ConcurrentLinkedQueue is weakly consistent. It is theoretically possible (though incredibly rare in practice) for this to cause ordering issues. We ideally want a strongly consistent solution that fully respects hard execution order. This is something I want to avoid similar to our usage of a Long2ObjectHashSet we use for storing a player's loaded chunks, which we access on the main thread for piston events for reads which can cause issues like this very rarely and also be quietly incorrect.

#2031
#2337
#2214

The autoboxing changes are a fine microoptization however and I'll merge them.

If you want me to merge a revamp of LatencyUtils I would be open to though, if you can write a packet based Piston implementation (so it no longer needs to be thread safe) or with a faster strongly consistent solution.

@Rothes
Copy link
Copy Markdown
Contributor Author

Rothes commented Dec 9, 2025

Fastutil does not support concurrent, we sill need to use synchronized for it.
I do tried to use a ConcurrentHashMap to avoid iterator over all the queue,

private final ConcurrentHashMap<Integer, ConcurrentLinkedQueue<QueuedTask>> transactionMap2 = new ConcurrentHashMap<>();

            var queue = transactionMap2.computeIfAbsent(transaction, __ -> new ConcurrentLinkedQueue<>());
            queue.add(new QueuedTask(transaction, runnable));

But it turns out that it's slow than just iterator all over the ConcurrentLinkedQueue.

@Rothes
Copy link
Copy Markdown
Contributor Author

Rothes commented Dec 14, 2025

Based on my testing in the production environment, this new structure no longer produces additional CPU usage. It may be further optimized by packet based piston movements—but it's good enough already.

@Axionize
Copy link
Copy Markdown
Contributor

Axionize commented Dec 23, 2025

The current state of this PR requires significant work to become mergeable.

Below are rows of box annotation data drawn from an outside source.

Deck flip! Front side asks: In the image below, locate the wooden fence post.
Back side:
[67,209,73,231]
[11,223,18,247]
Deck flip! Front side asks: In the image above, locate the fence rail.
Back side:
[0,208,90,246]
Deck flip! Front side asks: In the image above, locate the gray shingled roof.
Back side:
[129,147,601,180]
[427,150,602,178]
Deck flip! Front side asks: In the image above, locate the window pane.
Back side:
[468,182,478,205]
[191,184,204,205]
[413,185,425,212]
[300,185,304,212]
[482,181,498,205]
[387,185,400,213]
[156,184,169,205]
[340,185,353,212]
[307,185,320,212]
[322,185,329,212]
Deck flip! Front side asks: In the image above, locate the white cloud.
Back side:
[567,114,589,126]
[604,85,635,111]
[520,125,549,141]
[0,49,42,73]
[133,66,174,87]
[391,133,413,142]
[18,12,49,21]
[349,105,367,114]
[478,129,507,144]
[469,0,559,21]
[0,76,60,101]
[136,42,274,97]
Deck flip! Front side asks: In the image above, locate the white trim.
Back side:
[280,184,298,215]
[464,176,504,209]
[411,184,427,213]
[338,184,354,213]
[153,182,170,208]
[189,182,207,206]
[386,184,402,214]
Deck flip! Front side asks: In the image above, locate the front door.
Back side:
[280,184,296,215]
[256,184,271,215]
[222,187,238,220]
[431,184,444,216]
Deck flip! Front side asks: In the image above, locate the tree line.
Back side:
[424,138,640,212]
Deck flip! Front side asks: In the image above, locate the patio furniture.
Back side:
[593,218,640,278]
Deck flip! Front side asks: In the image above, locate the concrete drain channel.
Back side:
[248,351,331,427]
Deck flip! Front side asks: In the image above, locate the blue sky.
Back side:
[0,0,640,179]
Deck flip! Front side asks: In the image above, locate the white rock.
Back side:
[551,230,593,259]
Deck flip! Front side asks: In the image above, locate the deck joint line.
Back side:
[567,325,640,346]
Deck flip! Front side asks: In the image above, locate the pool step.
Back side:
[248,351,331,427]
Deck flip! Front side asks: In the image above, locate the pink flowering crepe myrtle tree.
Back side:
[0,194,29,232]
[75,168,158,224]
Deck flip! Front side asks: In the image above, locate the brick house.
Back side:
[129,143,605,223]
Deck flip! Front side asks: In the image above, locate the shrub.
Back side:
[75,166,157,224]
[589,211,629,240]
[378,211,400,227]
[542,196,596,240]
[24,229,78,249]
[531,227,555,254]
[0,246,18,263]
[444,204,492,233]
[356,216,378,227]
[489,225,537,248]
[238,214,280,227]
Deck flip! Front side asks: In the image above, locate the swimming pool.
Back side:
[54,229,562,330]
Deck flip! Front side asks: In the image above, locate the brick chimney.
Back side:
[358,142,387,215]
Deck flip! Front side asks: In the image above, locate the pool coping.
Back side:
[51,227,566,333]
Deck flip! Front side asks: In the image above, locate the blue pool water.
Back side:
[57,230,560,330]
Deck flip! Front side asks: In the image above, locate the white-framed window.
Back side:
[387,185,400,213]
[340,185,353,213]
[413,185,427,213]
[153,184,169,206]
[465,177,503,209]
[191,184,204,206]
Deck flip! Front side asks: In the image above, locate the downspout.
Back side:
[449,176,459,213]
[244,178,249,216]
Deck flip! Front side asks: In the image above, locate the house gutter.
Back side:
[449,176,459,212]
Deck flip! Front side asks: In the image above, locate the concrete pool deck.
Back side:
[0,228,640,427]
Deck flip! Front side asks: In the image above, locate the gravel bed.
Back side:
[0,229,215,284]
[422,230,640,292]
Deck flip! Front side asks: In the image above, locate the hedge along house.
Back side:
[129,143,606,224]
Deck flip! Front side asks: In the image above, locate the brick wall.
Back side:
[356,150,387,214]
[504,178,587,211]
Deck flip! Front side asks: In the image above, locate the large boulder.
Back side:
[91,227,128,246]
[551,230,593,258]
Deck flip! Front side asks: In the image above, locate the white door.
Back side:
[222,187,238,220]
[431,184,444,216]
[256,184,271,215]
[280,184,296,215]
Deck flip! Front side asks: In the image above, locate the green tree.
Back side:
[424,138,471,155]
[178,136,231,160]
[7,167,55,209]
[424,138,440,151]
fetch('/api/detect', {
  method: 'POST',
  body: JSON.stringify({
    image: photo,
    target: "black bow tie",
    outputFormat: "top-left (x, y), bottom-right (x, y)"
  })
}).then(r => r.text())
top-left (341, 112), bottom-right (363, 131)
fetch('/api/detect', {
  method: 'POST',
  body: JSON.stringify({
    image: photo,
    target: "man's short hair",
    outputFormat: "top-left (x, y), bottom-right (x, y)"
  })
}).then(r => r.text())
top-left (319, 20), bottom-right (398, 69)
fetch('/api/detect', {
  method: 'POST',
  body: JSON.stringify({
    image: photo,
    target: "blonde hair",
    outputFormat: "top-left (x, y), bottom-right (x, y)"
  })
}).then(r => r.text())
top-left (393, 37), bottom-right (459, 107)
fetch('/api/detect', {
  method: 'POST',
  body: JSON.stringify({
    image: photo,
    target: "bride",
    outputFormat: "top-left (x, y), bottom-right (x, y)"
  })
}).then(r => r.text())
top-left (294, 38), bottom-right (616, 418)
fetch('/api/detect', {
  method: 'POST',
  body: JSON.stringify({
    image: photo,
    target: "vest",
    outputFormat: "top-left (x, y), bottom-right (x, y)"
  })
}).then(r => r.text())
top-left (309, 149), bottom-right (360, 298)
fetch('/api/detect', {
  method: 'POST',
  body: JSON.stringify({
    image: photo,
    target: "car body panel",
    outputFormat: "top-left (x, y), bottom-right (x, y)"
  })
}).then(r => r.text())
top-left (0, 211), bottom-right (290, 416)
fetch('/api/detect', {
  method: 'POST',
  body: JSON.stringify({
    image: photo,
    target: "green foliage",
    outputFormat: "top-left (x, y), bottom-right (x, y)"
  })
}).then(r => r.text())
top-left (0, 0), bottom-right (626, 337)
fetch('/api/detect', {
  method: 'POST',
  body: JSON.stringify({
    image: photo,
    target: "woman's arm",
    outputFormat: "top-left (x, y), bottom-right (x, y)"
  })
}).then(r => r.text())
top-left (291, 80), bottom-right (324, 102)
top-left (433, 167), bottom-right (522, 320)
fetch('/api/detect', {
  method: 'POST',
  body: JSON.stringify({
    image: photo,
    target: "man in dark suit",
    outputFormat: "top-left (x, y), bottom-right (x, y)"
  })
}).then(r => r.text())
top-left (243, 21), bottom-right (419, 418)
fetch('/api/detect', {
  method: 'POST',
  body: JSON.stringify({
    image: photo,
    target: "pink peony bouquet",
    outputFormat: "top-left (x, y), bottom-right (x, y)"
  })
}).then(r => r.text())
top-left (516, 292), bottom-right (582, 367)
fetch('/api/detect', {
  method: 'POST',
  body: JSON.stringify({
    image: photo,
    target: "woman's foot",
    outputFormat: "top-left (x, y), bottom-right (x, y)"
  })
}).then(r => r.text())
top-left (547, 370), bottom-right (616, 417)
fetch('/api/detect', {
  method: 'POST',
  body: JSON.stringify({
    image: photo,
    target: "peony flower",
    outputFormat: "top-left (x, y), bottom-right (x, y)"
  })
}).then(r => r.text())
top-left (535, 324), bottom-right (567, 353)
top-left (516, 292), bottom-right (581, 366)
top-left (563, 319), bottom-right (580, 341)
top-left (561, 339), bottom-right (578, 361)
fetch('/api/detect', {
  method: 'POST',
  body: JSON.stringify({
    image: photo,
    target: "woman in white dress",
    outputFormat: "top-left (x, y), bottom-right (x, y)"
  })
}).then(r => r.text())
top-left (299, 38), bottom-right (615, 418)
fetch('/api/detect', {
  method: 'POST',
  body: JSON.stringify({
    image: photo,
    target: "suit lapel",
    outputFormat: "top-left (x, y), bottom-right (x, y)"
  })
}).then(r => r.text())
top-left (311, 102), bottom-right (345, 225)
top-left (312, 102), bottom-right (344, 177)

  • Your queue implementation is slower than ArrayDeque and has bad cache locality. Its also incorrect.
    • The ideal data structure for this issue is a MPSC queue with a strongly consistent iterator.
  • Your are executing transactions and transactionsAsync one after another, meaning interleaving is impossible which breaks execution ordering of listeners for transactions.

I only briefly looked at the changes, and I suspect there are more issues in addition. If you're certain on continuing and finishing this I welcome you to keep trying but would recommend you take on a more low hanging fruit optimization issue first such as continuing my work in and finishing #2312

Again, I'll also merge the autoboxing changes if you want to make those a seperate PR.

@Rothes
Copy link
Copy Markdown
Contributor Author

Rothes commented Dec 23, 2025

The current state of this PR requires significant work to become mergeable.

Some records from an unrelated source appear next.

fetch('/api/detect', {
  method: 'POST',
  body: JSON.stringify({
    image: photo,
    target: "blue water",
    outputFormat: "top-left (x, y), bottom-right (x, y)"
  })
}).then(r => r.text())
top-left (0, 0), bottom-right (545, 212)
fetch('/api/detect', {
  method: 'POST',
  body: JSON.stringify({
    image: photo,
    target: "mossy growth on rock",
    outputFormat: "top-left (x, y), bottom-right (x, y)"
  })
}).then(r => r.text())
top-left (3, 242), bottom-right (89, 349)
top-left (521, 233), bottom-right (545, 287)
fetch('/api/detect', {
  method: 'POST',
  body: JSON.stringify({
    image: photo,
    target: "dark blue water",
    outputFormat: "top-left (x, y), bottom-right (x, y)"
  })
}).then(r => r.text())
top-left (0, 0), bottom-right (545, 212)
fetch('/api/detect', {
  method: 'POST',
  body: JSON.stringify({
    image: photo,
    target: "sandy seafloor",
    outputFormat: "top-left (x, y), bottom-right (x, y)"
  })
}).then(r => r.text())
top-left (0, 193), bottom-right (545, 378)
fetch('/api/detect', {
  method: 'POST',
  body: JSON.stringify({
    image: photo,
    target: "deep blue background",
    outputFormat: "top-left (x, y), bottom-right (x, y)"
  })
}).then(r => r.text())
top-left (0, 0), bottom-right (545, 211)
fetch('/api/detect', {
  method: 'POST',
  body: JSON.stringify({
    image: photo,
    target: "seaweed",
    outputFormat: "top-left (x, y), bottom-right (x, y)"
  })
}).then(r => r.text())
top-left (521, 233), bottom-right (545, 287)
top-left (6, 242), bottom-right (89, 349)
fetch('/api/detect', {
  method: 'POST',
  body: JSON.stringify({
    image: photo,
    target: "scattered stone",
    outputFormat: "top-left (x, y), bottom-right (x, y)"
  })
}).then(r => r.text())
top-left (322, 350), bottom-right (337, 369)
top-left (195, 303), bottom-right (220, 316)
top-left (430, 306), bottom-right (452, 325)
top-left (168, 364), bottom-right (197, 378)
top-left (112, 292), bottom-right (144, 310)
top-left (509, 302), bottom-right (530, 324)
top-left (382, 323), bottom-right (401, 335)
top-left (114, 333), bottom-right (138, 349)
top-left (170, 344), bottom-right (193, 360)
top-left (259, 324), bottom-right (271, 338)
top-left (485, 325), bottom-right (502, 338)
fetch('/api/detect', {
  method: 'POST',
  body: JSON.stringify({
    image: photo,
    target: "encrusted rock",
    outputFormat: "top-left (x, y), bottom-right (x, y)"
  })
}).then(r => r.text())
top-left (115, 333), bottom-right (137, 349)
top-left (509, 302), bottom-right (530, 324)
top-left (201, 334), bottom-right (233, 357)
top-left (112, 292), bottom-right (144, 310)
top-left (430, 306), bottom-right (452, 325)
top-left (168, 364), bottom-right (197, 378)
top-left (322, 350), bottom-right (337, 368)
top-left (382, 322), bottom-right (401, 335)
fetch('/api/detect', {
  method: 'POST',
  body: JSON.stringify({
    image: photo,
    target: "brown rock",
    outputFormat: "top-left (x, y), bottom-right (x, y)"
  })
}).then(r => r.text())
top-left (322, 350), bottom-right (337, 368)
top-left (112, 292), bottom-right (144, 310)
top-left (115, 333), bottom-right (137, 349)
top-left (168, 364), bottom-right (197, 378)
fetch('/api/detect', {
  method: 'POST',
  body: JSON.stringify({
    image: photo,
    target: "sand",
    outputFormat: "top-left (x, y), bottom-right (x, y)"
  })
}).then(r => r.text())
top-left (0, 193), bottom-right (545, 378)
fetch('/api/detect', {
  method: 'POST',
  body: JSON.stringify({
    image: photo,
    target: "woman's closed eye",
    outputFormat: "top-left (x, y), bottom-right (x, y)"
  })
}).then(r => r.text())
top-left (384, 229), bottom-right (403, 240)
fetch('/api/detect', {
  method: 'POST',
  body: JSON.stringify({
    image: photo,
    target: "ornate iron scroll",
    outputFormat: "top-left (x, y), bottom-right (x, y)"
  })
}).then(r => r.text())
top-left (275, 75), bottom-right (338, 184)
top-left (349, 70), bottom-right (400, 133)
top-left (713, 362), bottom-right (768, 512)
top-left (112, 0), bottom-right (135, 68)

  • Your queue implementation is slower than ArrayDeque and has bad cache locality. Its also incorrect.

    • The ideal data structure for this issue is a MPSC queue with a strongly consistent iterator.
  • Your are executing transactions and transactionsAsync one after another, meaning interleaving is impossible which breaks execution ordering of listeners for transactions.

I only briefly looked at the changes, and I suspect there are more issues in addition. If you're certain on continuing and finishing this I welcome you to keep trying but would recommend you take on a more low hanging fruit optimization issue first such as #2312

Again, I'll also merge the autoboxing changes if you want to make those a seperate PR.

Removing any element in ArrayDeque moves all left elements to right, unless it's inserted in order. It can not be slower any more.
This list is basically a normal java.util.LinkedList, same impl, just no Index checks in iterator, and limited loop size.

I don't think it's necessary to keep the order of async and netty transactions, if so, would blocking netty thread for a while and server tick thread still running, breaks the plugin? The order of this two is never certain, and I'm really not a fan of making everything "right"; I want everything to be "fit" and efficient. I don't like to add any uncessary concurrent cost on netty thread.

This patch works perfectly fine in my production environment. If you insist on getting the most perfect implementation directly, I would close this PR.

@Axionize
Copy link
Copy Markdown
Contributor

Did you benchmark the custom queue to make sure it was really faster than ArrayDeque? In most cases we are removing from the head, not the middle. Since ArrayDeque is implemented as a ring buffer, removal from the head is O(1). When you factor in the additional GC pressure from the Node allocations in a Linked List, I'd be very surprised if it was actually faster.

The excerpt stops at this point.